Lang, lang ist's her ...

Ich erlebte Israel
28.7. - 17.8.1962
(Ein Rückblick)

Mit einer Schülergruppe der Stadt München fuhr ich heuer vom 28. Juli bis zum 17. August 1962 nach Israel. Die Zeit war vielleicht etwas kurz, um mir einen genauen Einblick in das Land, in die Lebensweise seiner Bewohner verschaffen zu können. Doch war mir zumindest Gelegenheit gegeben, festzustellen, daß sich sämtliche Vorurteile, mit denen diese Nation oft in gehässiger Weise überhäuft wird, als unwahr erwiesen.

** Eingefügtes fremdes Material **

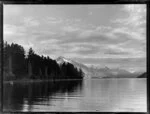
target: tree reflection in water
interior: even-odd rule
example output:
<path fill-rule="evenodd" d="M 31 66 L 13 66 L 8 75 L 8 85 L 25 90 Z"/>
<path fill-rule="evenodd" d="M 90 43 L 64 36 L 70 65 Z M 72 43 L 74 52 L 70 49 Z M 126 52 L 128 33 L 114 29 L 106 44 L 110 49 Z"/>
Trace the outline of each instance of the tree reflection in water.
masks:
<path fill-rule="evenodd" d="M 4 84 L 3 109 L 21 111 L 23 105 L 27 104 L 30 110 L 33 104 L 50 101 L 56 94 L 71 94 L 81 90 L 82 80 Z"/>

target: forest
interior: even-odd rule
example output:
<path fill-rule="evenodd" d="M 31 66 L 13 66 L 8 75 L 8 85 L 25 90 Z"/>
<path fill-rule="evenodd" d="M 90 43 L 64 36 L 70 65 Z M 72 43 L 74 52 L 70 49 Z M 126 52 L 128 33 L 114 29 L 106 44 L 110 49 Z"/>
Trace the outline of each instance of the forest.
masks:
<path fill-rule="evenodd" d="M 17 79 L 82 79 L 84 73 L 71 63 L 59 65 L 49 56 L 38 55 L 30 48 L 25 54 L 25 49 L 19 44 L 4 43 L 4 80 Z"/>

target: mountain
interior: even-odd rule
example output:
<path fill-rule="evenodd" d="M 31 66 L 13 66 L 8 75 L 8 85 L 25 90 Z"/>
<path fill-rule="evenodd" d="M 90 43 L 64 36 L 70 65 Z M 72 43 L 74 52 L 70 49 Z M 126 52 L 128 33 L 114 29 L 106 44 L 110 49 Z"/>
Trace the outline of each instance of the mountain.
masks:
<path fill-rule="evenodd" d="M 144 72 L 143 74 L 141 74 L 140 76 L 138 76 L 137 78 L 147 78 L 147 73 Z"/>
<path fill-rule="evenodd" d="M 70 59 L 65 58 L 65 57 L 62 57 L 62 56 L 58 57 L 58 58 L 56 59 L 56 62 L 57 62 L 59 65 L 61 65 L 61 64 L 63 64 L 63 63 L 71 63 L 71 64 L 73 64 L 76 68 L 81 69 L 81 70 L 84 72 L 84 74 L 86 75 L 86 77 L 90 76 L 90 75 L 88 74 L 88 73 L 89 73 L 89 68 L 88 68 L 87 66 L 85 66 L 84 64 L 78 63 L 78 62 L 76 62 L 76 61 L 70 60 Z"/>
<path fill-rule="evenodd" d="M 76 68 L 82 69 L 86 78 L 135 78 L 137 77 L 136 74 L 130 73 L 124 69 L 120 69 L 120 68 L 110 69 L 108 67 L 104 67 L 104 68 L 88 67 L 84 64 L 78 63 L 76 61 L 67 59 L 62 56 L 58 57 L 56 61 L 60 65 L 63 63 L 71 63 Z"/>

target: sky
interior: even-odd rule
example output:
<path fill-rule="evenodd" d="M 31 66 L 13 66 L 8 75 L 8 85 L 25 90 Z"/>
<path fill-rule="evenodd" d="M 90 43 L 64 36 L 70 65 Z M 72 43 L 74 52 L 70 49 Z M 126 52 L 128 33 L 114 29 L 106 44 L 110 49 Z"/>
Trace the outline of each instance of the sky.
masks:
<path fill-rule="evenodd" d="M 4 5 L 4 41 L 52 59 L 146 71 L 146 5 Z"/>

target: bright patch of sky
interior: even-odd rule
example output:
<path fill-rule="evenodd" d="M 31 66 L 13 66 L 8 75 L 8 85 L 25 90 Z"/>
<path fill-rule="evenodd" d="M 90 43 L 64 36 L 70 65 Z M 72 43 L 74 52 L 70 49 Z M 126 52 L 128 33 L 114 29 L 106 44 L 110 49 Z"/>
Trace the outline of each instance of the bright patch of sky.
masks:
<path fill-rule="evenodd" d="M 146 5 L 4 5 L 4 41 L 55 59 L 146 70 Z"/>

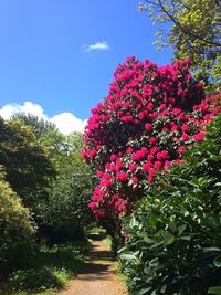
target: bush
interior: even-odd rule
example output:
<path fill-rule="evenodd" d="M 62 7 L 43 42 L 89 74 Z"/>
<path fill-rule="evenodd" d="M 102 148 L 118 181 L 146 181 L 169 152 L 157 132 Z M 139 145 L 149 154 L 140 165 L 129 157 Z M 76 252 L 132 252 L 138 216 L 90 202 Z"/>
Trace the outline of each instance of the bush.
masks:
<path fill-rule="evenodd" d="M 131 294 L 202 295 L 221 285 L 220 162 L 221 116 L 125 222 L 120 260 Z"/>
<path fill-rule="evenodd" d="M 90 208 L 112 235 L 145 186 L 179 162 L 186 146 L 203 139 L 203 126 L 218 112 L 219 97 L 204 97 L 189 63 L 158 67 L 129 57 L 117 67 L 104 102 L 92 109 L 82 154 L 97 169 L 99 185 Z"/>
<path fill-rule="evenodd" d="M 43 267 L 20 270 L 10 276 L 10 286 L 14 289 L 43 291 L 48 288 L 61 288 L 64 286 L 67 275 L 56 268 Z"/>
<path fill-rule="evenodd" d="M 0 276 L 22 266 L 33 250 L 34 223 L 0 171 Z"/>

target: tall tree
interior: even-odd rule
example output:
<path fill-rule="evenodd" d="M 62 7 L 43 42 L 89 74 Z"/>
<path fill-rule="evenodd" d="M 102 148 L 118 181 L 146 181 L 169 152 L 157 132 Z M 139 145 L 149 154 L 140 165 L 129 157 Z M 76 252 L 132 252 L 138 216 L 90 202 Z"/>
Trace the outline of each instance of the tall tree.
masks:
<path fill-rule="evenodd" d="M 56 175 L 46 147 L 36 140 L 32 129 L 19 122 L 6 123 L 2 118 L 0 164 L 6 168 L 7 181 L 30 207 L 32 197 L 46 194 L 46 187 Z"/>
<path fill-rule="evenodd" d="M 218 83 L 221 75 L 213 67 L 221 67 L 221 3 L 219 0 L 146 0 L 139 6 L 148 11 L 157 32 L 159 46 L 171 44 L 175 57 L 190 57 L 192 69 L 207 84 Z M 169 31 L 162 25 L 170 23 Z M 167 27 L 165 27 L 167 28 Z"/>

Wir arbeiteten die ersten vierzehn Tage in einem Kibuz (Siedlungsgemeinschaft) Nir-Am, der sich am Rande der Negev-Wüste befindet. Unsere Fahrt sollte keine Urlaubs- oder Studienreise im üblichen Sinne sein – nein – wir waren nach Israel gekommen, um diesen Menschen unseren guten Willen kundzutun. Ihnen im Aufbau ihrer neuen Heimat mit unseren kümmerlichen Kräften ein wenig zu helfen.

Die Zeit im Kibbuz war für mich das größte Erlebnis, das mir je auf einer Ferienfahrt zuteil wurde. Anfangs war es für uns alle schwer, mit den Siedlungsbewohnern Kontakt zu finden. Doch war ich mir schon vor Antritt dieser Reise bewußt, daß es nicht leicht sein wird, als Deutscher das Vertrauen dieser leidgeprüften Menschen zu gewinnen. Müssen sie in uns nicht immer noch ihre schlimmsten Feinde betrachten?

Ich gewann den Eindruck, daß die Einwohner des Kibbuz eine große Familie bilden, die ihre Sorgen und Nöte, ihre Freuden, die Arbeit und wichtige Entschlüsse genauso miteinander teilen, wie das tägliche Brot. Intrige, Neid und – Egoismus – scheinen diesen Leuten fremd zu sein. Doch steckt in ihnen großer Ehrgeiz, der ausschließlich der Gemeinschaft zugute kommt.

Und nun waren wir bei dieser großen Familie auf vierzehn Tage zu Gast. Sie gewährten uns mit ihnen zu arbeiten, am gemeinsamen Tisch zu speisen, überhaupt an ihrem Leben teilhaben zu dürfen. Ich muß zugeben, daß bei vielen jungen Leuten aus unserer Gruppe die Begeisterung für das Kibbuzleben nach den ersten harten, anstrengenden Arbeitstagen beträchtlich abgenommen hatte. Doch sah ich gerade in der Arbeit die schönste Möglichkeit, mit den Einwohnern des Kibbuz, vor allen Dingen mit der jüngeren Generation, in ein freundschaftliches Verhältnis zu kommen.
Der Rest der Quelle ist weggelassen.